When insulating reveals it may pay to use a sheet of insulated plasterboard, this can be cut to size and stuck in position using ‘no nails’ or gripfill etc. Always remember to cut back the insulation from the corners to the depth of the insulation to allow the plasterboard to meet at the corner. If the construction is single skin and the window / door sits flush with the inside edge of the wall then usually a strip of plasterboard stuck onto the side of the wall insulation will suffice. It may also pay to have the window manufactured with either a ‘large outer’ – the outer edge of the frame is a lot wider than standard or include some ‘frame extensions / knock on’ to the two outer edges. This will facilitate the installation of an insulated reveal without encroaching into the glazed area of the window.

Walls

 

A wall that has habitable rooms on both sides e.g. the garage is an extension type and the other side of the wall is the lounge may well have its own cavity wall insulation so no further insulation is necessary.
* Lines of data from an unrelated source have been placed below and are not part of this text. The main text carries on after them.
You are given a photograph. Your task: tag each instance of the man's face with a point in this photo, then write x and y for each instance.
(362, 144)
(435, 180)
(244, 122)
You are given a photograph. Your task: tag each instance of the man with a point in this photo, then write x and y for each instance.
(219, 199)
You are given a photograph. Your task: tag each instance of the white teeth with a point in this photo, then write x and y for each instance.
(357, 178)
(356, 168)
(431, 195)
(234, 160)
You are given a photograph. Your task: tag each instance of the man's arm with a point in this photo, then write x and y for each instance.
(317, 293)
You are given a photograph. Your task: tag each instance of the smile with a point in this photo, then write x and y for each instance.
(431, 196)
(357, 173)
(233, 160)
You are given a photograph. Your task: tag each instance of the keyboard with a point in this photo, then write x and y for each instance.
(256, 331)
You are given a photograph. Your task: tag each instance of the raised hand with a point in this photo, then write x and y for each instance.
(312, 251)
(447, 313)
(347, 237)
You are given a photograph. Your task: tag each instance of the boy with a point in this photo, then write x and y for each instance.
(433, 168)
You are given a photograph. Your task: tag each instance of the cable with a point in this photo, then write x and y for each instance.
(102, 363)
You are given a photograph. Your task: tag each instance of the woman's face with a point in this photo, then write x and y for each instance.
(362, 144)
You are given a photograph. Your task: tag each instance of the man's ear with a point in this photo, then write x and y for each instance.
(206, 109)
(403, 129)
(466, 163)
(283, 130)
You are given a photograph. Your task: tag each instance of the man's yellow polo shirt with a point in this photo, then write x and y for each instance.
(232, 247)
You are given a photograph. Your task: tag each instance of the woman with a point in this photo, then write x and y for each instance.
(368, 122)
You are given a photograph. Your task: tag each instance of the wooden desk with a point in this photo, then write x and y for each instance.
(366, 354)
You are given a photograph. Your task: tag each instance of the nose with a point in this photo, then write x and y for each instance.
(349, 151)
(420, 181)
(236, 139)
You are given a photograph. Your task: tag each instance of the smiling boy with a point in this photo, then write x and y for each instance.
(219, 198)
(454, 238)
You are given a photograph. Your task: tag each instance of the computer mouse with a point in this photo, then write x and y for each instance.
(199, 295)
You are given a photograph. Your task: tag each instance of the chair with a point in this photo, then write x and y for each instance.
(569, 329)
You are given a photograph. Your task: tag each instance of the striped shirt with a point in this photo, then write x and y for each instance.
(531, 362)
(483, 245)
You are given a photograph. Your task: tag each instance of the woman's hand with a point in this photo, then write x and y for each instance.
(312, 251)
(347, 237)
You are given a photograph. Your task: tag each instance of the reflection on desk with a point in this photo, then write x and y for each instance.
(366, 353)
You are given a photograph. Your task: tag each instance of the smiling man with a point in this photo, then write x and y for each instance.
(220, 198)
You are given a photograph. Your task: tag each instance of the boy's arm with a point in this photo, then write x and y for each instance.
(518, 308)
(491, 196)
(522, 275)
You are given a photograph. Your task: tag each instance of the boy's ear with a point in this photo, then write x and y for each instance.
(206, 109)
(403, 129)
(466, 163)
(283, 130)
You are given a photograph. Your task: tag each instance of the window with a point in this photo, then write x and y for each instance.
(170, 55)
The direct bond (dot and dabbing) method of fixing plasterboard is usually all that is required although it can be solid plastered instead.

Any stud wall built within the conversion should contain fiberglass insulation. This not only helps retain heat but also reduces the passage of sound.

Electrical sockets are best fixed using ‘dry lining’ back boxes which are cut and fixed into the plasterboard and used in hollow wall situations. Since the insulation does not offer a suitable fixing for an electrical back box this is the most appropriate method. ‘Fire Pads’ may need to be introduced around any holes cut in the plasterboard to prevent the hole becoming a weak spot in the event of a fire, the same may apply to any protrusions from within the insulated area such as a consumer unit or gas meter. Check with the building inspector. Fibreglass insulation is generally regarded as a fire insulator, polystyrene is not.

Should you be installing an organic ‘non waterproof’ insulation then remember to include a vapour barrier between it and the room and a damp proof membrane (essentially the same thing) between it and any single skin / solid wall / source of moisture.